Hujan rintik-rintik mengetuk jendela kamar tidurku. Udara lembap dan dingin mencerminkan suasana hatiku yang mendung dan penuh kegelisahan. Aku duduk di sofa-bed tua yang lembek, dikelilingi tumpukan buku dan catatan yang belum tersentuh, seolah-olah semua benda di sekelilingku turut terperangkap dalam kebingunganku.
Aku menatap foto-foto lama di dinding—potret dari masa lalu yang penuh kenangan indah. Setiap gambar menceritakan kisah tentang diriku yang percaya diri, antusias, ceria, dan penuh harapan. Namun, semua itu kini terasa seperti kenangan asing. Rasa cemas dan ketidakpastian yang menggelayuti pikiranku sulit disingkirkan.
Satu foto menarik perhatianku.
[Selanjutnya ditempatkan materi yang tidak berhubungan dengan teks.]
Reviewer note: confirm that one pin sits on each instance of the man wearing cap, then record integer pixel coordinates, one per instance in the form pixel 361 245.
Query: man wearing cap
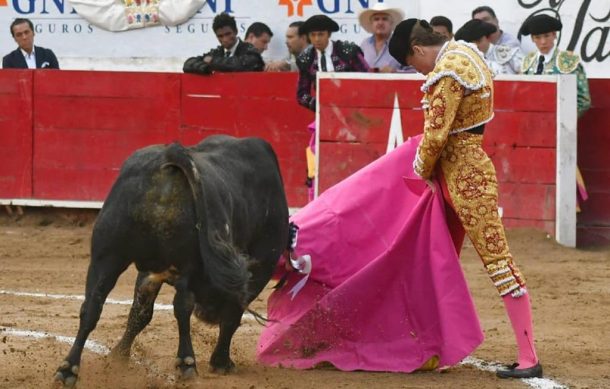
pixel 487 14
pixel 323 55
pixel 442 25
pixel 548 59
pixel 380 21
pixel 501 58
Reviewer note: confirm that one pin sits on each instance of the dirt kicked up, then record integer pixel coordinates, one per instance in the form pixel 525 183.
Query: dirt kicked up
pixel 43 261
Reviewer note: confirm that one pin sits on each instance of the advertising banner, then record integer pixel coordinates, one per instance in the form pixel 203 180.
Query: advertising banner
pixel 79 44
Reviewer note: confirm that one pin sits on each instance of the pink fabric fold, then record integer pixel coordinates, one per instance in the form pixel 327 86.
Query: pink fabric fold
pixel 386 291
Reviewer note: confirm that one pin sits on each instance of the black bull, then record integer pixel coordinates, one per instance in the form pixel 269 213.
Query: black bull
pixel 211 220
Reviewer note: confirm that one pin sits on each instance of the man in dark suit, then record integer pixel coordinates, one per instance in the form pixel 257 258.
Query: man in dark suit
pixel 28 56
pixel 232 55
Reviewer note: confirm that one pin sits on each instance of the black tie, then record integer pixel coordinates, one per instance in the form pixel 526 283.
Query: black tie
pixel 540 67
pixel 323 61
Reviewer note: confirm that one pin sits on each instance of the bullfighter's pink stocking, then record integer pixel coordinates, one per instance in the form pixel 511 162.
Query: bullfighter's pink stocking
pixel 520 314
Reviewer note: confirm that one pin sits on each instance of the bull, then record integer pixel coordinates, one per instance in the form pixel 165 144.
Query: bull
pixel 210 220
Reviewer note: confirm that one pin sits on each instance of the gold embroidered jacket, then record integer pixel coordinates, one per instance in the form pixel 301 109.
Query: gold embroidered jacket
pixel 458 96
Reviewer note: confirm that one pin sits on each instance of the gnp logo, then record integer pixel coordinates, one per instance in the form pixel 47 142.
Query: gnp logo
pixel 295 7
Foto itu adalah potret diriku di sekolah dasar, berdiri di depan kelas dengan senyum lebar dan binar mata penuh semangat. Di bawah foto itu, tertulis "Sera, si Pohon, 10 Tahun." Aku teringat kembali pada hari itu, saat aku mengungkapkan cita-citaku untuk menjadi seperti pohon—kuat dan bermanfaat bagi orang lain. Jawabanku saat itu dianggap sebagai ungkapan idealis seorang anak. Sekarang, aku bertanya-tanya apakah cita-citaku pernah benar-benar terwujud? Aku tertawa kecut.
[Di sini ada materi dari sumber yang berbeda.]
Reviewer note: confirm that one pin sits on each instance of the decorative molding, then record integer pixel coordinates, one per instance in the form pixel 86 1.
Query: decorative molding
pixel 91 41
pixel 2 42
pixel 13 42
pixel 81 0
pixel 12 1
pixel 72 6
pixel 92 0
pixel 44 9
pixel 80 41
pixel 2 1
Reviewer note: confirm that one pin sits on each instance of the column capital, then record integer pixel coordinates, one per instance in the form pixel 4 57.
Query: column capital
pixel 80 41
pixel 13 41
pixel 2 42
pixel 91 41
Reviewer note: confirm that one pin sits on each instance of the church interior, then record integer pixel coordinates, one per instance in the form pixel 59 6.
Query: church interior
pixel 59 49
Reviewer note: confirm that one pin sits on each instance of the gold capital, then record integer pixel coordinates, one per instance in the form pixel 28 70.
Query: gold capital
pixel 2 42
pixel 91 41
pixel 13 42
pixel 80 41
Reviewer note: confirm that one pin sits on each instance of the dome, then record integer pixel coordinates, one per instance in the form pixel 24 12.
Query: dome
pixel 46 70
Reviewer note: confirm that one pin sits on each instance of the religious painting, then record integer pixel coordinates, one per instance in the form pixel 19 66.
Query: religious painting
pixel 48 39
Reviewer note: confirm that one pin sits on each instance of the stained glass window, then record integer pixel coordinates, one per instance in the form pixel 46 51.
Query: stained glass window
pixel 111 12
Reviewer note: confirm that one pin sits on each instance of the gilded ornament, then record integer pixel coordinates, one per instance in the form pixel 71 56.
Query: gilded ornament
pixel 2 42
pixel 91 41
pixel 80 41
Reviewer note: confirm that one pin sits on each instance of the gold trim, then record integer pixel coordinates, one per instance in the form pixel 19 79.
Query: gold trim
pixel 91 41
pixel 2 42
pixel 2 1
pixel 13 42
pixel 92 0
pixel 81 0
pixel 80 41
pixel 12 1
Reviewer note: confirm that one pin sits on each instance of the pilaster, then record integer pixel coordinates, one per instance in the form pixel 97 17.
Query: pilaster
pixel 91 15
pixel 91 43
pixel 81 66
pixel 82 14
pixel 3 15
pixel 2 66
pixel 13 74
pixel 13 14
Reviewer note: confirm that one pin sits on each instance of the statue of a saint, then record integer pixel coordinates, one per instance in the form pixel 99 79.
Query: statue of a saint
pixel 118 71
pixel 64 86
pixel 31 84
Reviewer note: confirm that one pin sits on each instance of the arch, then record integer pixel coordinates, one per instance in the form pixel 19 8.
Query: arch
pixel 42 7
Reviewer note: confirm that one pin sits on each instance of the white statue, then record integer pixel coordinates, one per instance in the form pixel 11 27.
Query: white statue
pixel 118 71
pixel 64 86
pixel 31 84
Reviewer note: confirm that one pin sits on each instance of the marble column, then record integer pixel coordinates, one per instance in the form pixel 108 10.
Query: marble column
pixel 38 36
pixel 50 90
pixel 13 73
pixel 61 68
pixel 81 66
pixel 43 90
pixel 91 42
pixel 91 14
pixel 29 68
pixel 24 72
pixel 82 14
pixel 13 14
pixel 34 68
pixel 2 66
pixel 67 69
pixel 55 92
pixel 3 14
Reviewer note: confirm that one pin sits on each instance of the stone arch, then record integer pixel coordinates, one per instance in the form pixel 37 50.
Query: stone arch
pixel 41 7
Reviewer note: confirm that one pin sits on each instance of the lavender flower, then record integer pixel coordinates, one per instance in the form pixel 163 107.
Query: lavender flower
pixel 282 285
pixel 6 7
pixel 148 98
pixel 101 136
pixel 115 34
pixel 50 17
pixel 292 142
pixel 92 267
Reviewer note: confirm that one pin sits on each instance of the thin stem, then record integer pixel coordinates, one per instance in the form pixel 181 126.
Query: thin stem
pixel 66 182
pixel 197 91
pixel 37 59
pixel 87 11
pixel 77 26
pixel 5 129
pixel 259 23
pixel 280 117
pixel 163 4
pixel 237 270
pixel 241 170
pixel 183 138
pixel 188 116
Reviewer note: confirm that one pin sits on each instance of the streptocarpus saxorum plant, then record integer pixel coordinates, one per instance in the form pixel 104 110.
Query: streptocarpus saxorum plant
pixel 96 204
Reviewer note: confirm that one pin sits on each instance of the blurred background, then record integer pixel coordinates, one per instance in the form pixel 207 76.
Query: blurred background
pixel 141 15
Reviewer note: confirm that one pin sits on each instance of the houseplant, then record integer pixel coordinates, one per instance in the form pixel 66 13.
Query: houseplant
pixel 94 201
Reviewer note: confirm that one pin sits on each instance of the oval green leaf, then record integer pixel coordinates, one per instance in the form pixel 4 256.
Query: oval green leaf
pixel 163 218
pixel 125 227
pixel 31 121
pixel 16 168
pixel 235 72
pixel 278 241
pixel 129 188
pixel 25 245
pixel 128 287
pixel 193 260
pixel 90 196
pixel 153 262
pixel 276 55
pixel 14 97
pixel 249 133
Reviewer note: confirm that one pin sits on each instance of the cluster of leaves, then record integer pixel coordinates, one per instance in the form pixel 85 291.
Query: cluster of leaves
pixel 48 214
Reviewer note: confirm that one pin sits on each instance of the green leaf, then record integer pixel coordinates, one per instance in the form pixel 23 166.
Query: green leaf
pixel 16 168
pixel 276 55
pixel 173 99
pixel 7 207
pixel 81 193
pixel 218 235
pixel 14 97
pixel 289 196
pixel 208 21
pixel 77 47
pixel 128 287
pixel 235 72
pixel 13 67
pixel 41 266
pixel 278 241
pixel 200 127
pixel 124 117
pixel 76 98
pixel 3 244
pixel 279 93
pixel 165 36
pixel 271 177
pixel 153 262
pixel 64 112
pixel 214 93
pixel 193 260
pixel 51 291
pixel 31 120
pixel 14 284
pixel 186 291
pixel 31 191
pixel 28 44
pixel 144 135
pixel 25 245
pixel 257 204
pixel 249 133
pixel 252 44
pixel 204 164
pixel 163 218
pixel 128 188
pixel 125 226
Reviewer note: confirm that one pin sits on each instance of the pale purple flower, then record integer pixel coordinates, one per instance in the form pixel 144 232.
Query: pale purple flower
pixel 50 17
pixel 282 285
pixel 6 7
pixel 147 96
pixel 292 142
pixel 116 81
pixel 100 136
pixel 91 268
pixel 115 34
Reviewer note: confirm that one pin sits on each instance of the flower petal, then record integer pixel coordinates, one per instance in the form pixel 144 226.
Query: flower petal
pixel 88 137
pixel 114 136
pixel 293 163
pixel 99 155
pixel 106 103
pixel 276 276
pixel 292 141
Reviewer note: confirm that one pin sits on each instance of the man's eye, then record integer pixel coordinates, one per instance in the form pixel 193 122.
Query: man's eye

Aku memilih bangkit dari sofa, memutuskan untuk melakukan hal yang diajarkan oleh Bu Diah: mengakui dan menerima. Aku tahu bahwa jika ingin melangkah maju, aku harus menerima dan memaafkan masa laluku beserta rasa sakitnya. Namun, aku bingung bagaimana memulainya. Kuambil pena, dan kutuangkan perasaanku saat ini.
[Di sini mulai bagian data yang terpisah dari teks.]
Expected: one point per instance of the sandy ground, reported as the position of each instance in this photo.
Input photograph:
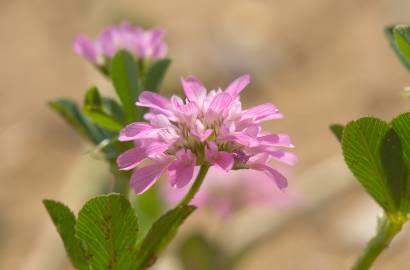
(319, 61)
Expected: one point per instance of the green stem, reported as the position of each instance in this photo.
(195, 186)
(121, 180)
(388, 227)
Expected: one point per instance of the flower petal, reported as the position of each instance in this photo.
(262, 113)
(276, 140)
(284, 156)
(130, 131)
(219, 104)
(194, 89)
(145, 177)
(181, 171)
(154, 101)
(221, 159)
(238, 85)
(276, 176)
(131, 158)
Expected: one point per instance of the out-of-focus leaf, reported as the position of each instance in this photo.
(401, 124)
(399, 41)
(361, 144)
(73, 115)
(64, 221)
(93, 109)
(407, 91)
(197, 252)
(402, 36)
(160, 234)
(108, 227)
(124, 75)
(394, 166)
(156, 74)
(112, 107)
(337, 130)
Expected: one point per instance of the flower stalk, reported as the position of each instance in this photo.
(195, 186)
(389, 227)
(121, 181)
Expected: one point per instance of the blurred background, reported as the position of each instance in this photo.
(319, 61)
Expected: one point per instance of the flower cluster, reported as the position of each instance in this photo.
(208, 128)
(142, 44)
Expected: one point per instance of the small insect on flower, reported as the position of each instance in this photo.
(142, 44)
(207, 128)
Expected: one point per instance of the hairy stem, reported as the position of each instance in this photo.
(387, 230)
(195, 186)
(121, 180)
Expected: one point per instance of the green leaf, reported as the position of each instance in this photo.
(399, 44)
(94, 111)
(361, 144)
(401, 124)
(108, 227)
(402, 36)
(124, 75)
(160, 234)
(64, 221)
(156, 74)
(394, 166)
(197, 252)
(112, 107)
(73, 115)
(337, 130)
(148, 207)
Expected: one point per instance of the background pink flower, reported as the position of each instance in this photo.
(227, 193)
(141, 43)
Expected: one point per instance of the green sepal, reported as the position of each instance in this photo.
(155, 75)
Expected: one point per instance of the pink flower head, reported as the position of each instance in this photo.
(141, 43)
(206, 128)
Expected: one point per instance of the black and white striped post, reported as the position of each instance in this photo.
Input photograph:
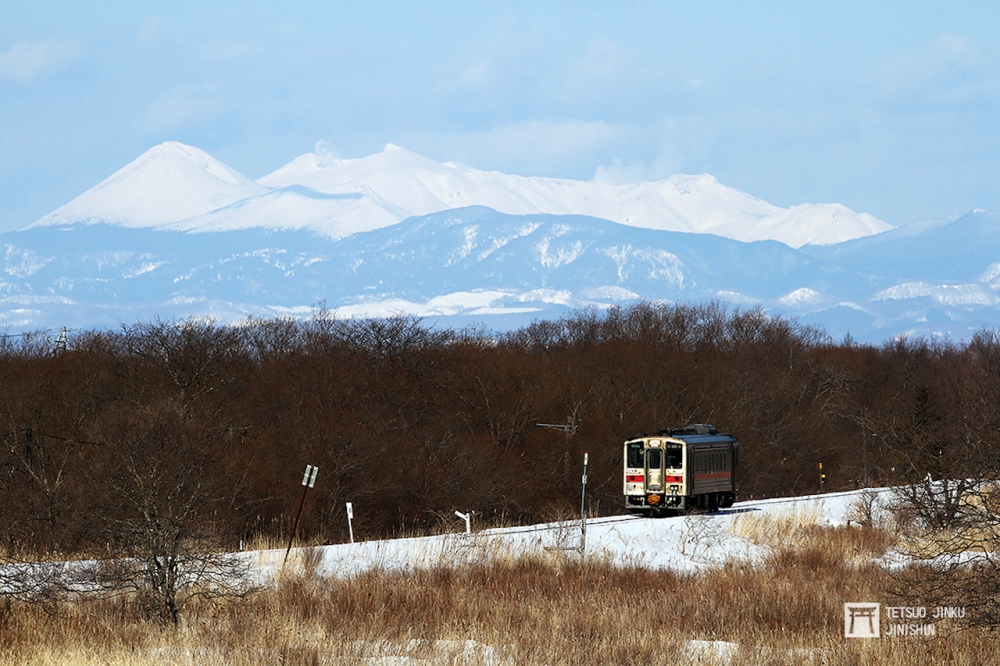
(308, 481)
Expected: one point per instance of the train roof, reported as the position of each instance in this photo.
(696, 432)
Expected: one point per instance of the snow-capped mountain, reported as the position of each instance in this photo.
(168, 182)
(398, 233)
(478, 265)
(178, 187)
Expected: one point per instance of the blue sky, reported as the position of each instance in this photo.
(891, 108)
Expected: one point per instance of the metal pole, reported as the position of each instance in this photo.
(350, 520)
(308, 481)
(583, 507)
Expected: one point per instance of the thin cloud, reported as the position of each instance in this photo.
(26, 61)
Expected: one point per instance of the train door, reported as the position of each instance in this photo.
(654, 468)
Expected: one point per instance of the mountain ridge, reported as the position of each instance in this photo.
(476, 265)
(182, 188)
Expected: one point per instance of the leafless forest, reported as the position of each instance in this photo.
(191, 432)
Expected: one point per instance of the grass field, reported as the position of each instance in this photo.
(546, 608)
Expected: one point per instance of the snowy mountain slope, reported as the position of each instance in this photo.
(168, 182)
(478, 265)
(178, 187)
(697, 204)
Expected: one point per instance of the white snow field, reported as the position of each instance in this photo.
(180, 187)
(683, 543)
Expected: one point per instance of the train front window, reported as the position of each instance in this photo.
(635, 457)
(674, 456)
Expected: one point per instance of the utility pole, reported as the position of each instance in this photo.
(308, 481)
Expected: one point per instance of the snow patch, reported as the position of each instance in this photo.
(803, 296)
(958, 294)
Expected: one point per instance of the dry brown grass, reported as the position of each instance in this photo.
(542, 609)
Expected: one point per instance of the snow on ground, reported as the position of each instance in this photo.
(682, 543)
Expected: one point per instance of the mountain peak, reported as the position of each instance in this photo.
(169, 182)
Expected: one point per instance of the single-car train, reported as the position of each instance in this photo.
(693, 467)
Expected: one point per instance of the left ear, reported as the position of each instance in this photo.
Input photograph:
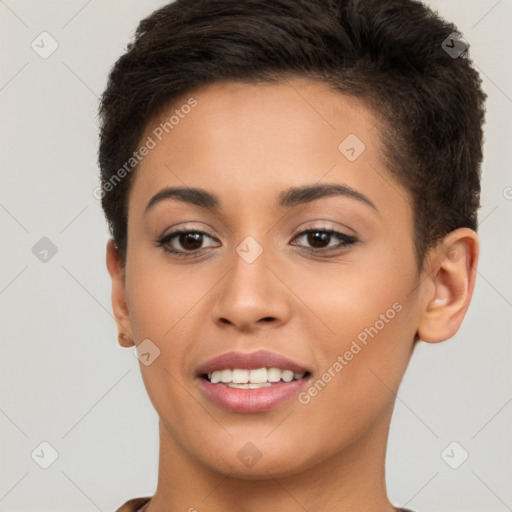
(449, 285)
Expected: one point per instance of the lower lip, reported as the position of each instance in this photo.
(251, 400)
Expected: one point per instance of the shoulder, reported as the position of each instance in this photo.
(133, 505)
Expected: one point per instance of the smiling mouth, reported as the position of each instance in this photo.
(252, 379)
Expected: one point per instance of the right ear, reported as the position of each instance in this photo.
(119, 303)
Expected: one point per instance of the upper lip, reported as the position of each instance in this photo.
(249, 361)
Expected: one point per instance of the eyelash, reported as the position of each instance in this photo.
(346, 241)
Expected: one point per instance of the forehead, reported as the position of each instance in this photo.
(247, 140)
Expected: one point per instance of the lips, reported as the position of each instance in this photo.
(252, 398)
(250, 361)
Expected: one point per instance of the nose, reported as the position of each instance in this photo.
(251, 296)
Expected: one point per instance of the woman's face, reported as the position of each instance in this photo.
(328, 281)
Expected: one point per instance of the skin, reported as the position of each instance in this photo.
(246, 144)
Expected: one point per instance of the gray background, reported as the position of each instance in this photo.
(65, 380)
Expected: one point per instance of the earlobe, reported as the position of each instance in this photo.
(449, 286)
(119, 303)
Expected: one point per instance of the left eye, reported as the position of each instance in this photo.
(323, 237)
(191, 241)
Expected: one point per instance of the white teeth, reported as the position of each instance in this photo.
(252, 379)
(287, 375)
(225, 375)
(240, 376)
(258, 376)
(274, 375)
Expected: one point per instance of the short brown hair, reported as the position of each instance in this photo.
(392, 53)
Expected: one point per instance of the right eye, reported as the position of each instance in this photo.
(189, 240)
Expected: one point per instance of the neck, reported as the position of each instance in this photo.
(350, 480)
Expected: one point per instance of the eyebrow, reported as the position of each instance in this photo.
(287, 199)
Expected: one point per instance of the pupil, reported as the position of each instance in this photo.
(191, 237)
(318, 236)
Hujan membuatku merasa seperti hidup di dalam kabut yang tidak pernah benar-benar hilang. Setiap tetes airnya seolah menetes di atas kepalaku, menambah beban yang sudah teramat berat. Aku mengingat masa kecil yang penuh dengan cita-cita. Bagaimana aku ingin menjadi seperti pohon—kuat, memberi manfaat, dan bisa bertahan dalam segala cuaca. Namun, yang terjadi sekarang, jangankan menjadi pohon yang mengakar kuat, melawan ketakutanku sendiri saja aku berkali-kali gagal. Rasanya semua mimpiku mustahil untuk digapai.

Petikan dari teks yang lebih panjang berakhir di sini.